When reviewing my goal for Semester 2, I can say that I…
I had two goals for semester 2: to write with more detail and specificity, and to improve my respect and responsibility.
My performance on analysis assignments shows that I was able to meet my academic goal for the semester. My performance on timed in-class writing has improved substantially, from scoring in the 5 and 6 range (out of 9), to a consistent 6 out of 6 in the second semester. My analysis in the Teaching Table and Novel Lecture assignments demonstrates my improved ability to use in-text evidence to support a claim or thesis about the text.
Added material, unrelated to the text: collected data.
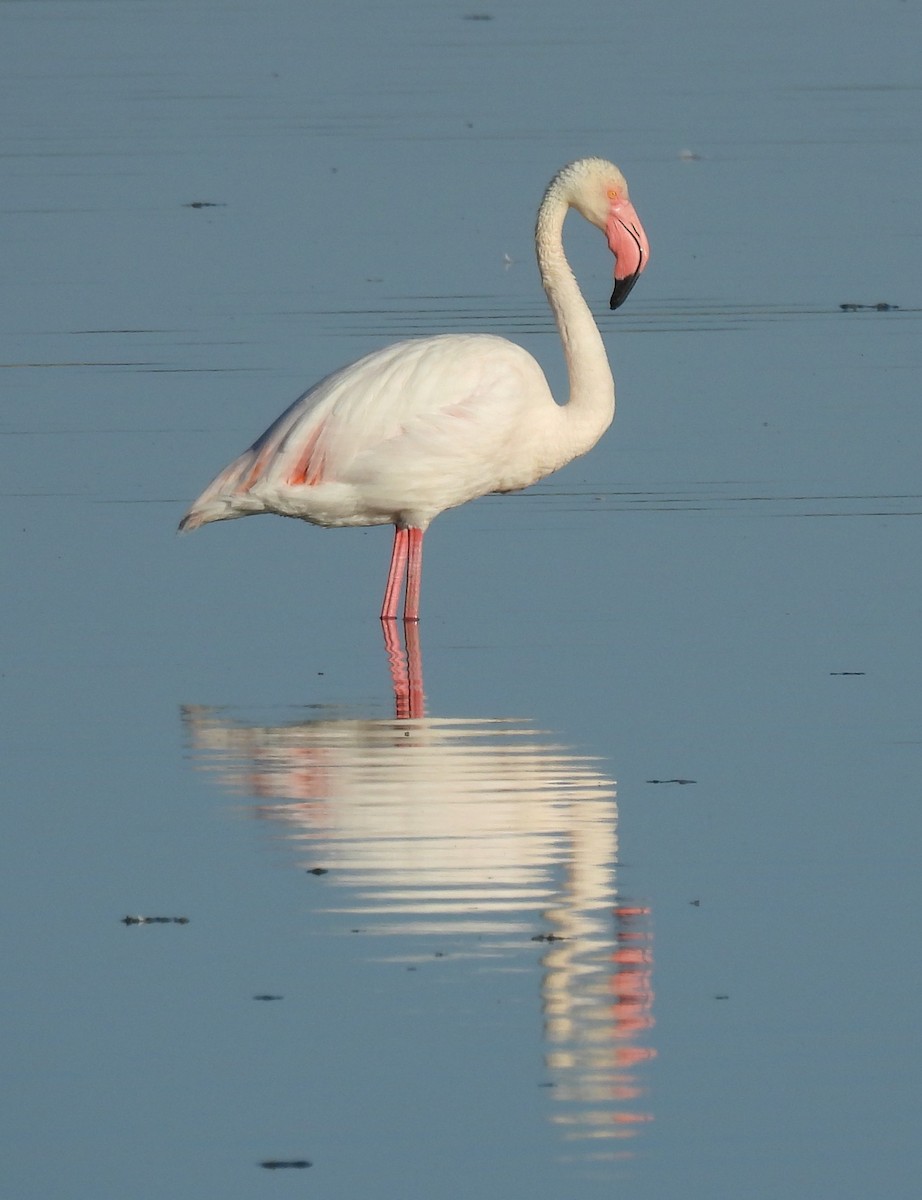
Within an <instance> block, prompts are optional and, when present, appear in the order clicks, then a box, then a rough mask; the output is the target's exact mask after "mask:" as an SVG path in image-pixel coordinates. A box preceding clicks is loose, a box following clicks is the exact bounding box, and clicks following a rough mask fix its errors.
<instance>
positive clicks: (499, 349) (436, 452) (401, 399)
mask: <svg viewBox="0 0 922 1200" xmlns="http://www.w3.org/2000/svg"><path fill="white" fill-rule="evenodd" d="M535 403H540V406H547V410H549V412H550V410H551V409H553V410H556V408H557V406H556V404H555V403H553V401H552V398H551V395H550V390H549V388H547V384H546V382H545V378H544V374H543V372H541V370H540V367H539V366H538V364H537V362H535V361H534V359H533V358H532V356H531V355H529V354H528V353H527V352H526V350H523V349H522V348H521V347H519V346H515V344H514V343H513V342H508V341H505V340H504V338H501V337H493V336H492V335H447V336H443V337H430V338H419V340H414V341H411V342H399V343H396V344H395V346H389V347H387V348H385V349H382V350H376V352H373V353H372V354H369V355H366V356H365V358H364V359H359V360H358V361H357V362H353V364H352V365H351V366H347V367H343V368H342V370H340V371H337V372H335V373H334V374H331V376H328V377H327V378H325V379H323V380H321V382H319V383H318V384H316V385H315V386H313V388H312V389H311V390H310V391H307V392H305V395H304V396H301V397H299V400H297V401H295V402H294V403H293V404H292V406H291V407H289V408H288V409H287V410H286V412H285V413H282V415H281V416H280V418H279V419H277V420H276V421H274V422H273V425H270V426H269V428H268V430H267V431H265V433H263V434H262V436H261V437H259V438H258V439H257V440H256V442H255V443H253V445H252V446H250V449H249V450H247V451H245V452H244V454H243V455H240V457H239V458H237V460H234V462H232V463H230V464H229V466H228V467H227V468H226V469H224V470H222V472H221V474H220V475H218V476H217V478H216V479H215V480H214V481H212V482H211V484H210V485H209V487H208V488H206V490H205V492H203V494H202V496H200V497H199V498H198V499H197V500H196V503H194V504H193V505H192V508H191V509H190V511H188V512H187V514H186V516H185V517H184V520H182V523H181V526H180V528H181V529H194V528H197V527H198V526H199V524H204V523H205V522H208V521H218V520H227V518H228V517H237V516H246V515H249V514H252V512H263V511H281V512H285V514H286V515H292V516H303V517H305V518H306V520H309V521H311V520H313V521H316V522H317V523H322V524H345V523H357V524H361V523H384V522H390V521H395V520H402V518H406V520H412V516H409V517H408V516H407V514H411V515H412V514H418V518H419V520H420V521H425V523H427V522H429V520H431V517H432V516H435V515H436V512H438V511H442V509H444V508H450V506H453V505H455V504H461V503H463V502H465V500H467V499H472V498H473V497H474V496H483V494H484V493H485V492H489V491H501V490H509V488H511V487H523V486H526V485H527V484H528V482H532V481H533V480H534V479H537V478H540V475H541V474H544V473H545V472H544V470H543V469H537V468H535V467H534V466H533V464H532V463H531V461H529V460H528V451H527V450H526V449H525V444H526V443H527V434H528V422H527V420H526V418H527V416H529V418H531V419H532V424H533V418H534V413H533V412H532V413H531V414H529V413H528V409H529V408H532V409H533V408H534V406H535ZM533 457H534V455H533V454H532V458H533ZM549 469H550V468H549ZM525 476H527V478H525ZM343 490H346V491H343ZM349 508H351V509H352V512H348V511H346V510H348V509H349ZM423 514H426V515H423Z"/></svg>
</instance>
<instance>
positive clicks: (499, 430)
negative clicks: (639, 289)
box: [180, 158, 649, 620]
mask: <svg viewBox="0 0 922 1200" xmlns="http://www.w3.org/2000/svg"><path fill="white" fill-rule="evenodd" d="M570 206H574V208H576V209H577V210H579V211H580V212H581V214H582V215H583V216H585V217H586V218H587V220H589V221H592V222H593V224H597V226H599V228H601V229H604V230H605V233H606V235H607V239H609V246H610V248H611V250H612V252H613V253H615V256H616V270H615V280H616V282H615V292H613V293H612V298H611V306H612V308H613V307H617V305H618V304H621V302H622V301H623V299H624V298H625V296H627V294H628V292H629V290H630V288H631V287H633V284H634V282H635V280H636V278H637V276H639V275H640V272H641V271H642V270H643V268H645V266H646V263H647V259H648V256H649V247H648V244H647V239H646V234H645V233H643V228H642V226H641V224H640V221H639V218H637V216H636V212H635V211H634V208H633V205H631V204H630V200H629V198H628V188H627V184H625V182H624V178H623V175H622V174H621V172H619V170H618V168H617V167H615V166H612V163H609V162H605V161H604V160H600V158H582V160H580V161H577V162H575V163H571V164H570V166H569V167H565V168H564V169H563V170H562V172H559V173H558V174H557V175H556V176H555V179H553V180H552V181H551V184H550V185H549V187H547V191H546V193H545V197H544V200H543V203H541V206H540V209H539V212H538V222H537V229H535V252H537V256H538V265H539V269H540V272H541V282H543V284H544V288H545V292H546V293H547V299H549V302H550V305H551V308H552V311H553V314H555V318H556V320H557V325H558V329H559V332H561V338H562V341H563V348H564V354H565V356H567V367H568V373H569V380H570V398H569V403H568V404H565V406H563V407H561V406H558V404H557V403H556V402H555V400H553V396H552V395H551V391H550V388H549V385H547V380H546V379H545V377H544V372H543V371H541V368H540V366H539V365H538V362H537V361H535V360H534V359H533V358H532V355H531V354H528V353H527V352H526V350H525V349H522V348H521V347H520V346H516V344H515V343H514V342H509V341H507V340H505V338H502V337H495V336H492V335H489V334H479V335H477V334H475V335H468V334H461V335H453V334H447V335H443V336H439V337H424V338H415V340H413V341H407V342H397V343H396V344H394V346H389V347H387V348H384V349H381V350H375V352H373V353H372V354H369V355H366V356H365V358H363V359H359V360H358V361H357V362H353V364H351V365H349V366H347V367H342V368H341V370H340V371H336V372H334V374H331V376H328V377H327V378H325V379H323V380H321V382H319V383H318V384H316V385H315V386H313V388H311V389H310V391H307V392H305V394H304V396H301V397H300V398H299V400H297V401H295V402H294V403H293V404H292V406H291V408H288V409H287V410H286V412H285V413H282V415H281V416H280V418H279V419H277V420H276V421H275V422H274V424H273V425H271V426H270V427H269V428H268V430H267V431H265V433H263V434H262V437H261V438H258V439H257V442H255V443H253V445H252V446H251V448H250V449H249V450H247V451H246V452H245V454H243V455H241V456H240V457H239V458H237V460H234V462H232V463H230V464H229V466H228V467H226V468H224V470H222V472H221V474H220V475H218V476H217V478H216V479H215V480H214V481H212V482H211V484H210V485H209V486H208V487H206V488H205V491H204V492H203V493H202V496H199V498H198V499H197V500H196V502H194V504H193V505H192V506H191V508H190V510H188V512H187V514H186V515H185V517H184V518H182V521H181V523H180V529H186V530H191V529H197V528H198V527H199V526H202V524H206V523H208V522H210V521H226V520H230V518H233V517H241V516H250V515H253V514H258V512H276V514H280V515H282V516H291V517H300V518H303V520H305V521H310V522H311V523H313V524H319V526H371V524H394V526H395V528H396V533H395V539H394V552H393V556H391V565H390V571H389V575H388V588H387V592H385V598H384V606H383V610H382V614H381V616H382V619H394V618H395V617H396V610H397V602H399V596H400V590H401V587H402V583H403V575H405V574H406V583H407V595H406V601H405V612H403V616H405V619H406V620H415V619H418V617H419V576H420V570H421V544H423V533H424V532H425V529H426V528H427V527H429V523H430V522H431V521H432V518H433V517H435V516H437V515H438V514H439V512H442V511H444V510H445V509H450V508H455V506H456V505H459V504H463V503H466V502H467V500H472V499H474V498H475V497H478V496H484V494H486V493H487V492H505V491H514V490H516V488H521V487H527V486H528V485H529V484H533V482H535V481H537V480H539V479H543V478H544V476H545V475H547V474H550V473H551V472H552V470H556V469H558V468H559V467H562V466H563V464H564V463H567V462H569V461H570V460H571V458H574V457H576V456H577V455H580V454H585V452H586V451H587V450H588V449H589V448H591V446H593V445H594V444H595V442H597V440H598V439H599V438H600V437H601V434H603V433H604V432H605V430H606V428H607V426H609V425H610V422H611V419H612V415H613V412H615V386H613V382H612V377H611V370H610V367H609V362H607V358H606V354H605V348H604V346H603V342H601V337H600V335H599V331H598V329H597V326H595V323H594V320H593V318H592V314H591V312H589V310H588V307H587V306H586V302H585V301H583V299H582V296H581V294H580V290H579V287H577V286H576V282H575V280H574V277H573V274H571V271H570V269H569V265H568V264H567V259H565V257H564V254H563V245H562V227H563V220H564V217H565V214H567V210H568V209H569V208H570Z"/></svg>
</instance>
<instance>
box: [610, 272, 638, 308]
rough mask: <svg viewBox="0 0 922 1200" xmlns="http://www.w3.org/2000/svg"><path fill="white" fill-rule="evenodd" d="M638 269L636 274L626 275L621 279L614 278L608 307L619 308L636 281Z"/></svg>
mask: <svg viewBox="0 0 922 1200" xmlns="http://www.w3.org/2000/svg"><path fill="white" fill-rule="evenodd" d="M639 276H640V271H637V274H636V275H628V276H627V277H625V278H623V280H615V290H613V292H612V293H611V300H610V301H609V307H611V308H619V307H621V306H622V305H623V304H624V301H625V300H627V299H628V296H629V295H630V289H631V288H633V287H634V284H635V283H636V282H637V278H639Z"/></svg>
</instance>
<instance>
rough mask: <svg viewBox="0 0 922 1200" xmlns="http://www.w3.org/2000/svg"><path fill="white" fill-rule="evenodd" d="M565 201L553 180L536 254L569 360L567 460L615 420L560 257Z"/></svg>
mask: <svg viewBox="0 0 922 1200" xmlns="http://www.w3.org/2000/svg"><path fill="white" fill-rule="evenodd" d="M568 210H569V202H568V198H567V194H565V192H564V190H563V188H562V187H561V186H559V182H558V181H557V180H555V182H552V184H551V186H550V187H549V188H547V192H546V193H545V197H544V200H543V202H541V206H540V209H539V210H538V222H537V226H535V230H534V250H535V254H537V256H538V269H539V270H540V272H541V284H543V286H544V290H545V292H546V294H547V302H549V304H550V306H551V311H552V312H553V319H555V320H556V322H557V329H558V331H559V335H561V341H562V343H563V353H564V355H565V359H567V373H568V376H569V382H570V398H569V402H568V404H567V406H565V407H564V408H562V409H561V414H562V416H563V418H564V421H563V426H564V430H565V431H567V433H565V437H567V440H568V442H569V443H570V445H569V446H568V451H569V452H568V458H571V457H575V456H576V455H579V454H585V452H586V451H587V450H588V449H589V448H591V446H593V445H595V443H597V442H598V440H599V438H600V437H601V434H603V433H604V432H605V430H607V427H609V425H611V420H612V418H613V415H615V380H613V379H612V377H611V367H610V366H609V358H607V354H606V353H605V346H604V343H603V341H601V335H600V334H599V330H598V326H597V325H595V322H594V319H593V316H592V313H591V312H589V307H588V305H587V304H586V301H585V300H583V298H582V293H581V292H580V288H579V284H577V283H576V280H575V277H574V274H573V271H571V270H570V264H569V263H568V262H567V256H565V254H564V252H563V222H564V218H565V216H567V212H568Z"/></svg>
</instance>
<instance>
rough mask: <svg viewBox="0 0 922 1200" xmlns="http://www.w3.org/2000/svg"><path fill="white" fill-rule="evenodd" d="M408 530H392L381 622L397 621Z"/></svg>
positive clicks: (402, 585) (406, 559) (406, 529)
mask: <svg viewBox="0 0 922 1200" xmlns="http://www.w3.org/2000/svg"><path fill="white" fill-rule="evenodd" d="M408 538H409V529H401V528H400V527H399V526H396V527H395V529H394V550H393V551H391V552H390V570H389V571H388V586H387V587H385V588H384V604H383V605H382V608H381V619H382V620H396V619H397V604H399V602H400V589H401V587H402V586H403V576H405V574H406V570H407V553H408V545H407V542H408Z"/></svg>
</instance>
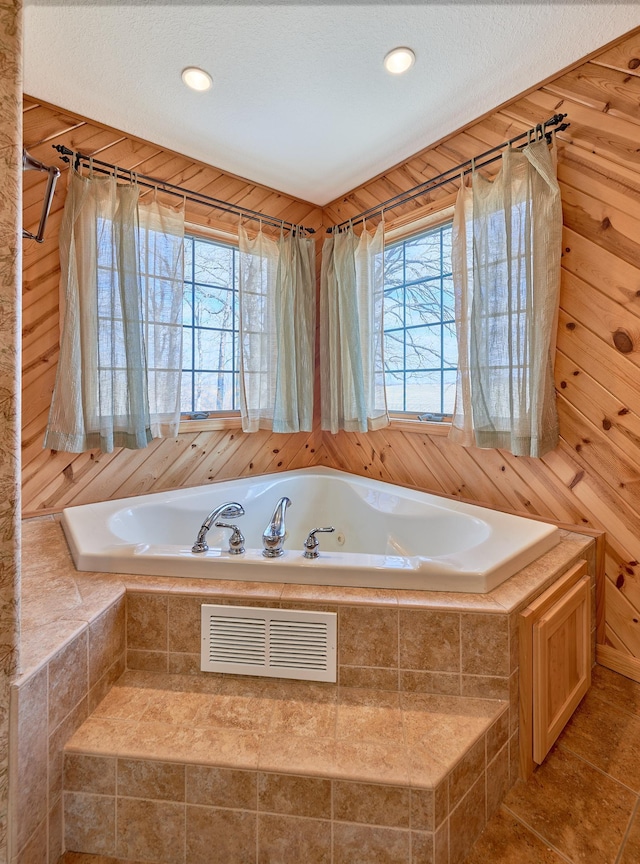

I think this is mainly because I started practicing more timed writing assignments in preparation for the AP exam, which allowed me to write faster and more precisely.
In regards to my work habits, like mentioned above, I didn’t completely meet my goal. While I did spend more time on formative work as the semester went on, I still didn’t submit everything exactly on time. Moreover, my two late summative assignments show that I still have a lot of work to do on this front. Although this is partly because of virtual learning, I acknowledge that I could have adjusted better than I did.
EQ Reflection: How does literature get to the “heart of the matter?”
In sophomore year, we read “The Things They Carried.” What stuck with me the most wasn’t any particular story O’Brien told, but what he concluded about storytelling. In one chapter, after telling an intensely visceral and poignant story, O’Brien revealed that none of it was true. In fact, although his book is based off his true experiences in Vietnam, almost all of the characters and stories in his book are inventions.
When I first read his confession, I didn’t understand why an author would reveal that his fraudulence. After all, I wanted to believe these enthralling stories were real. It was only later when I realized that although O’Brien wasn’t writing literal truths, it didn’t really matter. In fact, sometimes the truest truths are better communicated through fiction.
To me, O’Brien’s principle is one reason why literature is so important. Through fiction, good literature can often get at beliefs, values, and truths (in other words, the “heart of the matter”) better than facts or logic.
In the books I read for AP Lit this year, every author used their writing as a vehicle to communicate something about the world. Conrad’s lengthy descriptions of the dense, ominous, and expansive African jungle whisked me into another world, which he used to explore the impacts of European colonialism. The artful style in Song of Solomon, reminiscent of spoken word, helped me understand the ways slavery affected the psyche of individual African Americans. Hamlet’s complex characters explore the suffering caused human appetites, developing ideas about betrayal and death.
Literature has the unique power to build emotional investments in its world and its characters, allowing us to better understand ourselves. After all, the subject of literature is humanity — our morals and virtues, our desires, our emotions, our world — and literature is the mirror we hold up for self-examination.